Try before you buy

2 mins read

A new service launching next year will provide hands-on time for those eager to apply metal additive manufacturing. Will Dalrymple explains

How does a business get in to metal additive manufacturing? This is the dilemma faced not only by potential customers of the innovative machines that build up layers of metal from powder, but also the manufacturers of such machines who need markets to sell them into. The benefits of the process in general terms are well known: producing parts quicker than by subtractive means, using less material and designing parts impossible to manufacture using traditional subtractive means.

“AM offers benefits that are better than just cost reductions; it offers for example customisation of [medical] implants; heat exchangers with novel designs. There is a whole range of designs whose product performance is better,” says Marc Saunders, director of Renishaw global solutions centres (01453 524524).

BARRIERS TO AM UPTAKE

The problems are, AM is expensive and new. A Renishaw AM250 metal AM machine that uses the selective laser melting process costs about £400,000, including powder handling technology. Justifying that expense would require lots of guaranteed orders. However, winning those orders requires confidence in the reliability and capability of the process, that the part that turns up on the build plate exactly matches the design that was sent to the printer. Potential customers cannot justify buying an AM machine until they have perfected the build process by experimenting on an AM machine that they would need to buy.

“From a risk management point of view in regulated markets, customers need confidence that they have got a mature technology before they get involved. This is a barrier that they need help getting over,” Saunders states.
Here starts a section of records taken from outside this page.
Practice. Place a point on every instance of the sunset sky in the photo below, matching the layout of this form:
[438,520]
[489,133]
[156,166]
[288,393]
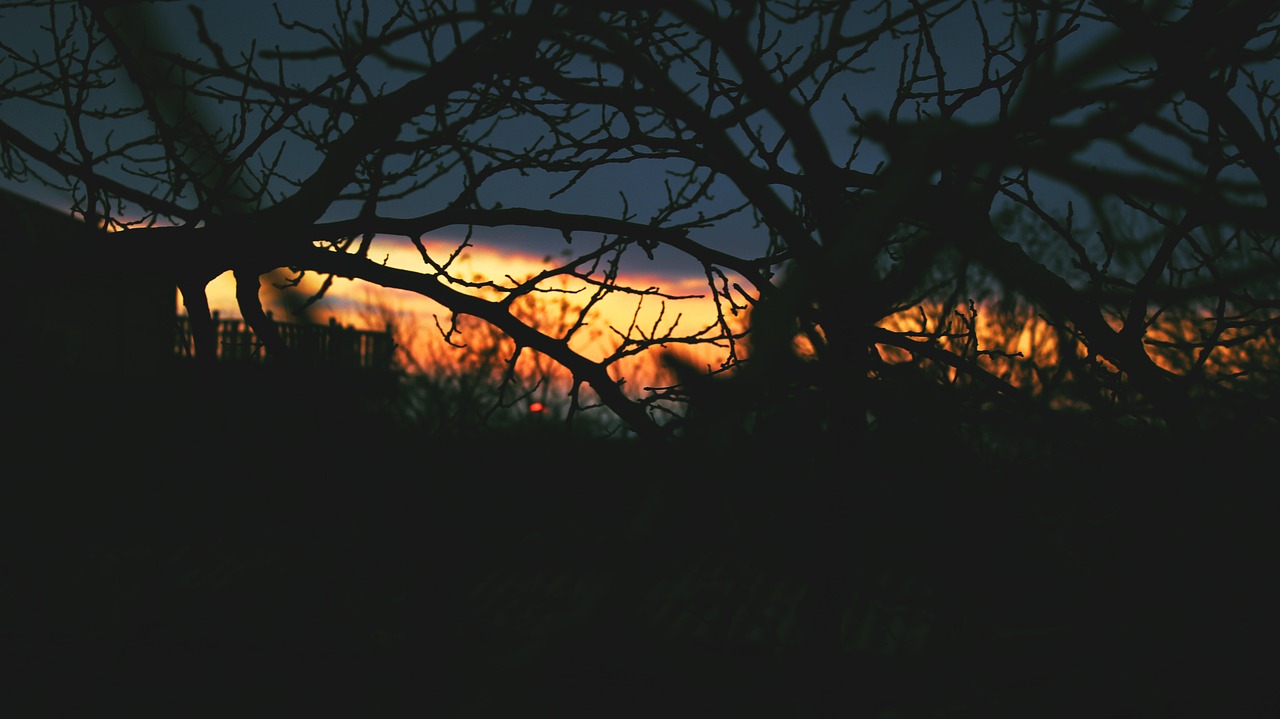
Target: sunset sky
[519,252]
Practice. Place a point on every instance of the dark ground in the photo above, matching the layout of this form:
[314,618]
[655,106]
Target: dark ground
[269,568]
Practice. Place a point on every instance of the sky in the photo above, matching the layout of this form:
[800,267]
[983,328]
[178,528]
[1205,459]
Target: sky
[238,23]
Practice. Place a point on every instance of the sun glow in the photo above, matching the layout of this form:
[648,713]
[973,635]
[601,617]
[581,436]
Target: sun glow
[421,324]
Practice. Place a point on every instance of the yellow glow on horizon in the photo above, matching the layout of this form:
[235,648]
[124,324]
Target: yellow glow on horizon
[366,306]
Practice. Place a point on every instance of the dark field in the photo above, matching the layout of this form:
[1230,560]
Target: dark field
[272,568]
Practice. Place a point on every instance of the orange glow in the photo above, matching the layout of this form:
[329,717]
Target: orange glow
[419,321]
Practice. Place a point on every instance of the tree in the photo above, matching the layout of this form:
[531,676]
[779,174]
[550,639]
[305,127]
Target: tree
[914,218]
[876,183]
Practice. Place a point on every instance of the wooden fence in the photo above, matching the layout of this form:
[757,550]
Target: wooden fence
[329,344]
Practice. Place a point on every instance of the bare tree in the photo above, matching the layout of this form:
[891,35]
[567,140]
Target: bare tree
[872,183]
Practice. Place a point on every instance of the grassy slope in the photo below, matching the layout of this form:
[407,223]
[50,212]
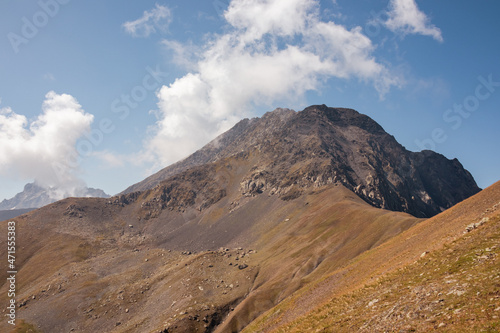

Next year, the AM machine and metrology equipment manufacturer will open a new kind of short-term R&D facility, a Solution Centre. There will be a number in the UK and overseas that will take customers through the steps of the AM process, including: design for concept; proof of concept; process validation; process capability/stability; and production deployment – all without having to buy a machine. Incidentally, Renishaw has first-hand experience running AM machines in production volumes: its dental implant business at Stone.

A Solution Centre houses a number of so-called ‘incubator cells’ centred around a single AM 250 and including a design workstation. Customers can take out a tenancy for, perhaps, a few months; the fee also pays for varying levels of support from on-site technicians, applications engineers and office space, too. In the cell, which is private, customers can develop design and build processes until they are confident about making a part.

Later, after the process has matured, they can run tests in the centres’ own pre-production lab stocked with multiple AM 250s. (This facility is only open to incubator customers; it will not undertake bureau work). Ancillary services at the centres include finish machining, metrology with on-site CMM room and heat treatment.

The first UK location, at Stone, Staffordshire, is expected to be up and running by March 2016; another is planned for Miskin, South Wales, next year. Renishaw says that the centres will be open to third-party software for design, will adjust to customers’ own machining parameters and material grades.

What they will not offer is AM processes other than Renishaw’s own powder-bed SLM offering, such as the DMG Mori Lasertec blown powder process (see also p19). That’s because part of the purpose of the centres is to expand the market for Renishaw’s products.

“We hope eventually to be able to sell not only AM machines but also metrology equipment, not just at the development level but also at the production level,” Saunders explains. The idea comes from a similar service run by Renishaw’s metrology business, offering manufacturers access to CMM labs to develop inspection methods for new factory lines.

Saunders concludes: “Most 3D printing to date is rapid prototyping or tooling or part remanufacture. That is worthwhile and the time compression performance is good.

But we don’t see a lot of series production of metal 3D parts. Our view is that the [AM] technology can be much more mainstream. Now we are making it easier for manufacturers to access this technology.”